I find postfix a little more friendly than qmail for configuration,
but qmail is probably smaller.
Use that for your mail dispatch instead of SMTP to some ISP.
This has the advantage that it will happily queue on the phone
and deliver when possible.
Mutt itself does not have this kind of queuing, which properly
belongs in the mail system.
Configuring the mail system to deliver may be a little problematic
(though all the problems apply just as well to anything you'd try to make
mutt or another mail reader do anyway).
If you can relay on delivering via "mail" or "smtp" on whatevery wifi
LAN you connect to, you could do that. You need to trust such things of
course.
You could configure it for direct/native SMTP delivery.

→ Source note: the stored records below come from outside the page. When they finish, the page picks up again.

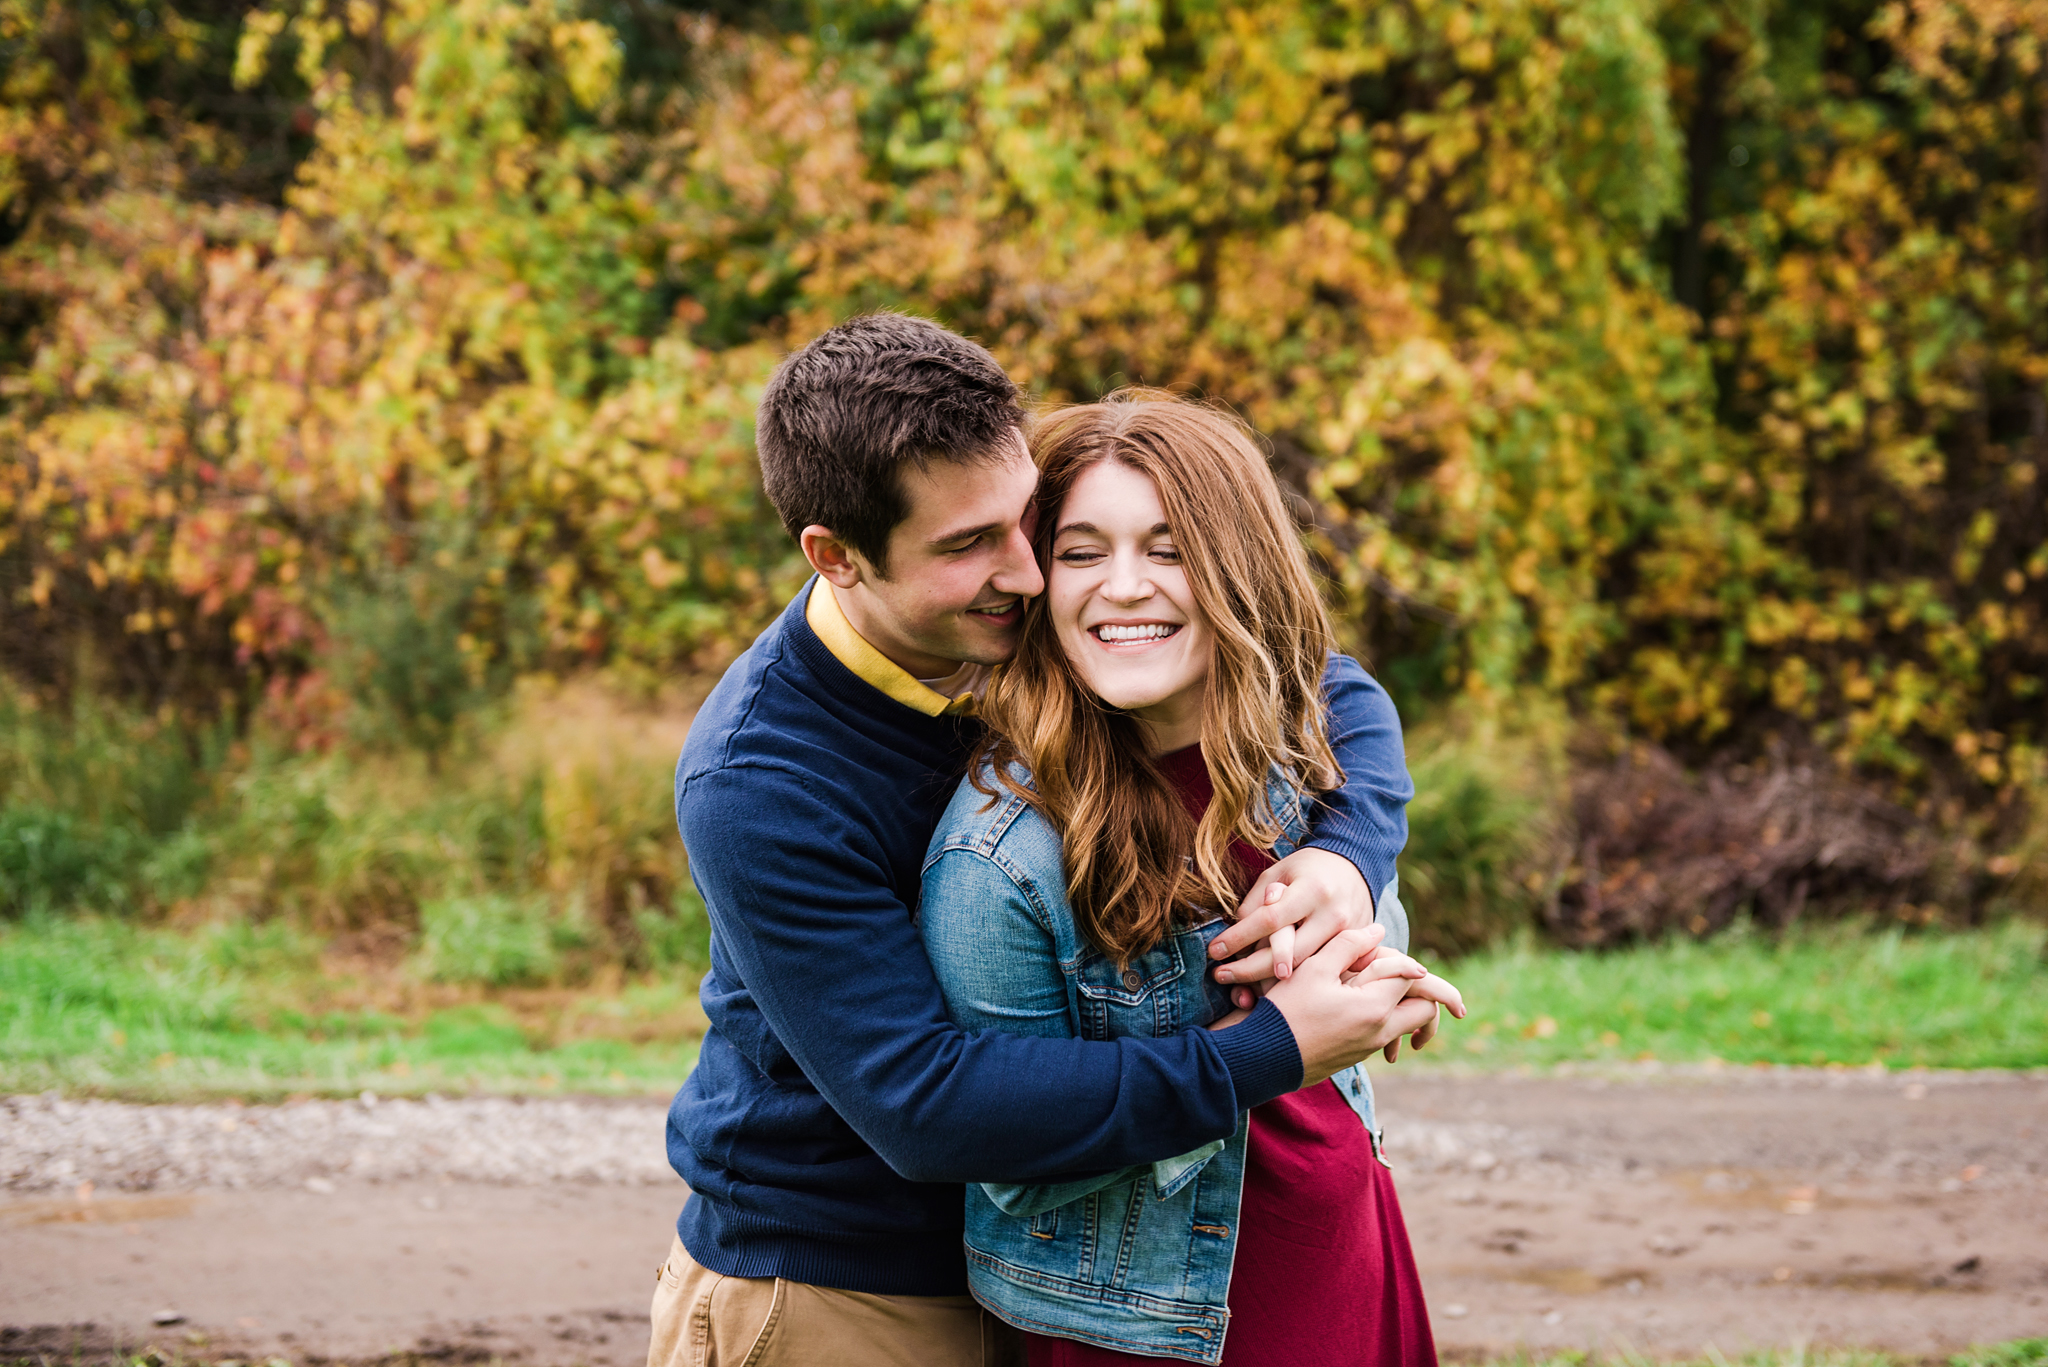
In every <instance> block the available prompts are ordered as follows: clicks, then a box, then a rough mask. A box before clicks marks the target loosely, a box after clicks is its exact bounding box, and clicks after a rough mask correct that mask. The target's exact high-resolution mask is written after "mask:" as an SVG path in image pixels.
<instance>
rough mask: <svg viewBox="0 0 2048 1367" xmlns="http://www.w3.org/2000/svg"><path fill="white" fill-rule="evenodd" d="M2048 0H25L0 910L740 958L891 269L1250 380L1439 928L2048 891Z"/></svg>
mask: <svg viewBox="0 0 2048 1367" xmlns="http://www.w3.org/2000/svg"><path fill="white" fill-rule="evenodd" d="M2044 23H2048V20H2044V18H2042V14H2040V12H2038V10H2036V8H2030V6H2013V4H2005V2H2003V0H1882V2H1880V0H1855V2H1851V0H1825V2H1821V4H1790V2H1778V0H1765V2H1759V4H1745V6H1729V4H1710V2H1706V0H1534V2H1528V4H1522V2H1518V4H1505V2H1497V0H1464V2H1452V0H1409V2H1403V4H1378V2H1374V4H1364V2H1360V0H1317V2H1311V4H1298V2H1286V4H1282V2H1278V0H1219V2H1214V4H1182V2H1167V0H1145V2H1141V4H1092V2H1079V0H1040V2H1034V4H1022V6H1020V4H995V2H993V0H932V2H930V4H915V6H911V4H901V2H897V0H817V2H813V4H805V6H797V4H770V6H737V4H700V6H676V4H666V2H664V0H651V2H645V4H631V6H627V4H612V2H608V0H532V2H530V4H471V2H467V0H391V2H389V4H381V6H365V4H340V0H279V4H262V6H254V8H250V6H240V4H238V6H227V4H213V2H209V0H182V2H180V4H170V2H166V0H123V2H121V4H111V2H100V0H47V2H37V4H23V2H14V0H0V49H4V55H6V66H4V80H0V660H4V672H6V676H8V682H6V691H4V693H0V746H4V754H0V910H4V912H6V914H25V912H35V910H39V908H43V910H47V908H63V906H100V908H109V910H127V912H145V914H152V916H156V914H164V916H172V918H180V916H182V918H217V916H229V918H252V920H262V918H272V916H287V918H291V920H293V922H299V924H305V926H313V928H319V930H322V933H326V935H369V933H371V930H375V928H377V926H385V928H395V930H397V933H399V937H401V941H403V943H406V945H414V947H416V951H418V953H420V955H422V963H428V965H430V971H432V974H473V976H477V978H483V980H500V982H514V980H520V982H539V980H549V982H553V980H569V978H575V976H580V974H592V971H598V969H600V967H602V965H629V967H653V965H688V963H698V961H700V945H702V920H700V908H698V906H696V904H694V902H692V900H690V894H688V885H686V871H684V863H682V855H680V851H676V848H674V836H672V824H670V814H668V801H666V797H664V793H666V791H668V764H670V762H672V758H674V750H676V742H678V738H680V732H682V728H684V726H686V717H688V709H690V697H692V693H690V691H692V689H694V687H696V685H694V682H688V680H696V678H702V676H707V674H709V672H715V670H717V666H721V664H723V662H725V660H729V658H731V654H733V652H735V650H739V648H741V646H743V644H745V641H748V639H750V635H752V633H754V631H758V629H760V627H762V625H764V623H766V621H768V617H770V615H772V611H774V609H776V607H778V605H780V603H784V600H786V594H788V592H791V590H793V588H795V584H797V582H799V580H801V574H799V572H801V562H799V560H797V555H795V551H793V547H791V545H788V541H786V537H784V535H782V533H780V529H778V527H776V523H774V519H772V514H770V510H768V508H766V504H764V500H762V496H760V488H758V478H756V469H754V461H752V408H754V402H756V400H758V393H760V385H762V381H764V379H766V375H768V371H770V369H772V365H774V361H776V357H778V355H782V353H784V350H786V348H788V346H793V344H801V342H803V340H805V338H807V336H811V334H815V332H817V330H819V328H823V326H827V324H831V322H836V320H838V318H844V316H848V314H852V312H856V309H864V307H907V309H918V312H924V314H930V316H936V318H940V320H944V322H948V324H950V326H956V328H961V330H965V332H969V334H973V336H979V338H981V340H985V342H987V344H989V346H991V348H993V350H995V353H997V355H999V357H1001V361H1004V363H1006V365H1008V367H1010V369H1012V373H1014V375H1016V377H1018V379H1020V381H1024V383H1026V385H1028V387H1030V389H1032V391H1034V393H1036V396H1040V398H1042V400H1047V402H1061V400H1077V398H1094V396H1096V393H1100V391H1102V389H1106V387H1110V385H1114V383H1124V381H1145V383H1169V385H1182V387H1186V389H1192V391H1200V393H1206V396H1212V398H1219V400H1225V402H1229V404H1233V406H1235V408H1237V410H1239V412H1243V414H1245V416H1247V418H1249V420H1251V422H1253V424H1255V426H1257V428H1260V430H1262V432H1266V434H1268V439H1270V441H1272V449H1274V457H1276V465H1278V469H1280V471H1282V475H1284V478H1286V482H1288V484H1290V486H1292V490H1294V492H1296V494H1298V498H1300V502H1298V506H1300V510H1303V516H1305V523H1307V527H1309V535H1311V541H1313V545H1315V549H1317V553H1319V555H1321V562H1323V566H1325V570H1327V574H1329V578H1331V584H1333V592H1335V598H1337V607H1339V619H1341V623H1343V631H1346V635H1348V641H1350V644H1352V646H1354V648H1356V650H1360V654H1362V656H1366V658H1368V660H1372V664H1374V668H1376V672H1378V674H1380V676H1382V678H1384V680H1386V685H1389V687H1391V691H1393V693H1395V697H1397V701H1399V703H1401V707H1403V713H1405V715H1407V717H1409V719H1411V721H1413V723H1415V726H1413V762H1415V771H1417V781H1419V797H1417V805H1415V812H1413V842H1411V853H1409V859H1407V871H1405V883H1407V885H1409V887H1411V889H1413V894H1415V900H1417V910H1419V914H1417V926H1419V928H1423V933H1425V935H1427V937H1432V939H1430V943H1432V945H1434V947H1436V949H1440V951H1464V949H1470V947H1477V945H1483V943H1489V941H1493V939H1497V937H1501V935H1503V933H1509V930H1511V928H1516V926H1524V924H1526V926H1540V928H1544V930H1546V933H1548V935H1552V937H1561V939H1565V941H1569V943H1575V945H1604V943H1616V941H1626V939H1642V937H1655V935H1663V933H1667V930H1681V933H1692V935H1706V933H1712V930H1716V928H1720V926H1724V924H1729V922H1731V920H1735V918H1739V916H1741V914H1743V912H1751V914H1753V916H1755V918H1757V920H1759V922H1763V924H1788V922H1790V920H1794V918H1798V916H1812V914H1821V912H1831V910H1839V908H1851V906H1853V908H1864V910H1874V912H1878V914H1882V916H1888V918H1892V920H1915V922H1917V920H1948V922H1954V920H1974V918H1980V916H1987V914H1993V912H1997V910H2001V908H2038V906H2042V900H2044V896H2048V889H2044V879H2048V873H2044V859H2048V834H2044V832H2048V777H2044V775H2048V760H2044V748H2042V744H2044V736H2042V717H2044V715H2048V713H2044V701H2048V699H2044V689H2048V496H2044V486H2042V473H2044V465H2048V398H2044V393H2048V391H2044V383H2048V330H2044V320H2048V297H2044V279H2048V275H2044V266H2042V262H2044V260H2048V172H2044V166H2048V156H2044V141H2048V125H2044V119H2048V94H2044V90H2048V72H2044V70H2042V55H2044V43H2048V27H2044ZM522 680H524V682H522ZM561 680H575V682H561ZM596 680H602V682H596ZM676 680H684V682H682V685H676V689H672V691H670V693H666V695H664V693H662V689H659V685H664V682H672V685H674V682H676ZM1423 900H1427V910H1425V912H1423V910H1421V904H1423ZM543 930H545V933H543ZM459 965H461V967H459Z"/></svg>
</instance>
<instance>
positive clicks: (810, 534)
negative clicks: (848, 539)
mask: <svg viewBox="0 0 2048 1367" xmlns="http://www.w3.org/2000/svg"><path fill="white" fill-rule="evenodd" d="M797 543H799V545H801V547H803V557H805V560H809V562H811V568H813V570H817V574H819V576H821V578H825V580H827V582H831V584H838V586H840V588H852V586H854V584H858V582H860V580H862V574H864V570H866V562H862V560H860V557H858V555H856V553H854V551H850V549H848V547H846V543H844V541H840V537H838V535H834V531H831V529H829V527H819V525H817V523H811V525H809V527H805V529H803V535H799V537H797Z"/></svg>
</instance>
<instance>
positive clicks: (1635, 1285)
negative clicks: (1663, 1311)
mask: <svg viewBox="0 0 2048 1367" xmlns="http://www.w3.org/2000/svg"><path fill="white" fill-rule="evenodd" d="M1446 1271H1448V1273H1450V1275H1456V1277H1479V1279H1483V1281H1520V1283H1522V1285H1528V1287H1542V1289H1544V1291H1556V1293H1559V1295H1597V1293H1599V1291H1630V1293H1634V1291H1645V1289H1649V1287H1655V1285H1657V1273H1653V1271H1649V1269H1642V1267H1620V1269H1614V1271H1608V1273H1595V1271H1593V1269H1589V1267H1513V1269H1507V1267H1458V1269H1446Z"/></svg>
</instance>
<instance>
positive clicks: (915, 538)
mask: <svg viewBox="0 0 2048 1367" xmlns="http://www.w3.org/2000/svg"><path fill="white" fill-rule="evenodd" d="M1036 488H1038V467H1036V465H1032V459H1030V455H1028V453H1026V449H1024V439H1022V437H1016V443H1014V451H1012V455H1010V457H1006V459H1001V461H997V463H987V461H975V463H956V461H934V463H932V465H930V467H926V469H922V471H920V469H905V471H903V498H905V502H907V504H909V516H905V519H903V521H901V523H897V527H895V531H891V533H889V578H883V576H879V574H874V568H872V566H866V564H864V562H862V574H860V584H858V586H854V590H852V592H850V594H848V598H850V603H848V607H850V609H854V611H852V613H850V617H852V619H854V627H856V629H858V631H860V633H862V635H864V637H866V639H868V644H870V646H874V648H877V650H881V652H883V654H885V656H889V658H891V660H895V662H897V664H901V666H903V668H907V670H909V672H911V674H913V676H918V678H936V676H940V674H950V672H952V670H956V668H958V666H961V662H969V660H971V662H975V664H1001V662H1004V660H1008V658H1010V656H1012V654H1014V652H1016V641H1018V625H1020V623H1022V619H1024V598H1030V596H1036V594H1038V592H1042V590H1044V576H1042V574H1038V562H1036V557H1034V555H1032V549H1030V527H1028V523H1026V516H1028V514H1030V506H1032V494H1034V492H1036Z"/></svg>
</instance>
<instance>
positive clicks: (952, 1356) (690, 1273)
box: [647, 1238, 1024, 1367]
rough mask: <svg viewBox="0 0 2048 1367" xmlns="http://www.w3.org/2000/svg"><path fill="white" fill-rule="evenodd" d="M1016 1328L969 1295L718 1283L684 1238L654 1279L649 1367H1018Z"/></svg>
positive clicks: (756, 1278)
mask: <svg viewBox="0 0 2048 1367" xmlns="http://www.w3.org/2000/svg"><path fill="white" fill-rule="evenodd" d="M1022 1365H1024V1342H1022V1338H1018V1334H1016V1330H1012V1328H1010V1326H1008V1324H1004V1322H1001V1320H997V1318H995V1316H991V1314H989V1312H985V1310H983V1308H981V1306H977V1303H975V1299H973V1297H971V1295H868V1293H864V1291H836V1289H831V1287H811V1285H805V1283H801V1281H784V1279H782V1277H721V1275H719V1273H713V1271H707V1269H702V1267H698V1265H696V1258H692V1256H690V1254H688V1252H686V1250H684V1246H682V1240H680V1238H678V1240H674V1244H672V1246H670V1250H668V1262H666V1265H662V1269H659V1271H657V1273H655V1287H653V1340H651V1342H649V1344H647V1367H1022Z"/></svg>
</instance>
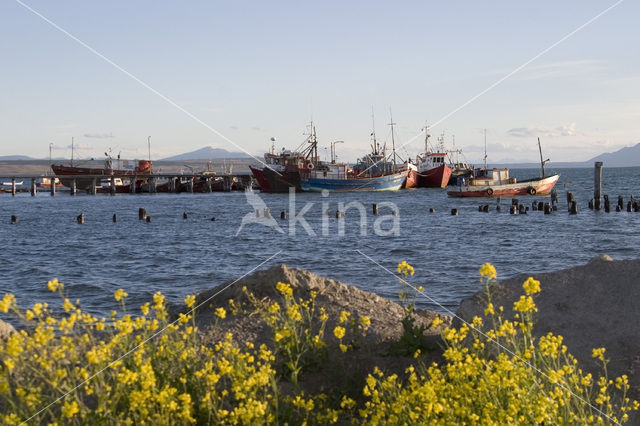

You may hit black hole listings when doing this for a roaming device; several
places refuse SMTP from "dynamic" IP ranges - ranges known to be issued to
roaming or home networks.
You could have an ssh tunnel with a port forward for SMTP, to a known host
you control which has a working email system. Have a tiny shell script with
the ssh incantation to start the tunnel. Run "postfix flush" when the tunnel
is up, possibly from the same script.
Cheers,
--
Cameron Simpson <cs@xxxxxxxxxx> DoD#743
http://www.cskk.ezoshosting.com/cs/
It has been observed that one's nose is never so happy as when it is thrust
into the affairs of another, from which some physiologists have drawn the
inference that the nose is devoid of the sense of smell.
Ambrose Bierce (1842-1914), U.S. author. The Devil's Dictionary (1881-1906).